Is it possible to search metada directly?

Hello everyone. I have RAG project and I use metadata for my documents. One of them is a filename : “file_name” I added it for every file. I want to get all filename and check because of the duplication. Can you help me about this ? or any idea for this ?

Hi @Ernecna,

First, thanks for joining our forums.

Now, to your question. Strictly speaking, there isn’t a way to search just by metadata today. Each query presumes that you are looking for similar/nearby vectors, so they require a vector to be included in the search. Metadata is only used to filter vectors from that search.

There are some ways to approximate this, though.

The first is if you used the URI for the file as part of the vector ID. You could then use a List operation to show the vectors that match that URI.

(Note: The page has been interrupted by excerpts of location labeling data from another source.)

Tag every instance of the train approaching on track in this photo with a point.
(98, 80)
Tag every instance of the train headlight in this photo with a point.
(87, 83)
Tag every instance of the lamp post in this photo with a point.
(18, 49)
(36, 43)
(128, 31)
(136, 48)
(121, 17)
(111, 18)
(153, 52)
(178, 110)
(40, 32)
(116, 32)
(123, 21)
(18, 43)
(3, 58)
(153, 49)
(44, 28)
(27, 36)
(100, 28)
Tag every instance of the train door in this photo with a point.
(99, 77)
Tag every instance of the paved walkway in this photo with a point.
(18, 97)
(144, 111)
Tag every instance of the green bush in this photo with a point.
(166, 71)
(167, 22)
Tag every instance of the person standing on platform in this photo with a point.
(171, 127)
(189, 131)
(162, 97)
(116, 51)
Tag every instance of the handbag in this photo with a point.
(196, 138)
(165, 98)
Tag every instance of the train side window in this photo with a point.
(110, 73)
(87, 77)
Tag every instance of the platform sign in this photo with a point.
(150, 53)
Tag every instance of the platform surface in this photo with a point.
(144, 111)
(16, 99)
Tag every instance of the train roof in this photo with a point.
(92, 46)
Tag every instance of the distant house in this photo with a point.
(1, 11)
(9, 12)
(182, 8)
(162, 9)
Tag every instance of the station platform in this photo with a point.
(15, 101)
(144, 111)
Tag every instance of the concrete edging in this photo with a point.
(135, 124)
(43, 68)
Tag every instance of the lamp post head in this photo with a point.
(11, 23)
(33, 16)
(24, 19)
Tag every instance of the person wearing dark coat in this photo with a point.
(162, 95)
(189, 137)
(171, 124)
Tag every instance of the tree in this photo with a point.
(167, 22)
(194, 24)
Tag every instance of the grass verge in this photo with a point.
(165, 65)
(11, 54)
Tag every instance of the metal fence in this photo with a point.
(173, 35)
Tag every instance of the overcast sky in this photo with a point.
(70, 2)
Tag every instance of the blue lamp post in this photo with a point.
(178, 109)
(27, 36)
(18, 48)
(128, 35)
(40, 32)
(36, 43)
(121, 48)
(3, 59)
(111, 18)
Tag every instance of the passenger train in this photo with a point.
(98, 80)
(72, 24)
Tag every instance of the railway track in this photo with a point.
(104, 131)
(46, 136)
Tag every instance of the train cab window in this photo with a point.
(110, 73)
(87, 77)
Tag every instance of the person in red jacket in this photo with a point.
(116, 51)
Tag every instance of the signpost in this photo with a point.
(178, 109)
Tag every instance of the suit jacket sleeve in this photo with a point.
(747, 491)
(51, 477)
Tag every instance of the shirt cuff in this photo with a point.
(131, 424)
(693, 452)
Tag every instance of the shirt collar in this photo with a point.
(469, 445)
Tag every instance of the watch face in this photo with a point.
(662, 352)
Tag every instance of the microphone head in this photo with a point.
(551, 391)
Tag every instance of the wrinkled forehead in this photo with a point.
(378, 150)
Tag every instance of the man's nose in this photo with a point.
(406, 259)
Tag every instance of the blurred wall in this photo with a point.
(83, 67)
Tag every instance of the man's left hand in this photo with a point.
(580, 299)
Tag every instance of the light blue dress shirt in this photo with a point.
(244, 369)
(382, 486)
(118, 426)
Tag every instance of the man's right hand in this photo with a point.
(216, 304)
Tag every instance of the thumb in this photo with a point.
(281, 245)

If you didn’t use the URI for vector IDs, there’s another option. This one requires you to have used an index with integrated index. You would be able to search for vectors that have the filename as part of their text. Note that this approach would not be perfect, as it presumes that the vectors with a given file name have that name as part of their vector embedding, which may not be the case. It could also return unrelated vectors (files that reference the one you’re looking for, for example), but you can handle that with a metadata filter.

The last option I can think of would be to use a query with a notional vector (a random vector, or all zeros) and a top_k large enough to capture all of the vectors you expect to have that file name in their metadata. Then include a metadata filter so you’re only returning those vectors. The only reason I hesitate to mention this is on the off chance you have more than 1000 vectors for a given file. In which case this approach wouldn’t capture all of them due to top_k limits.

Cory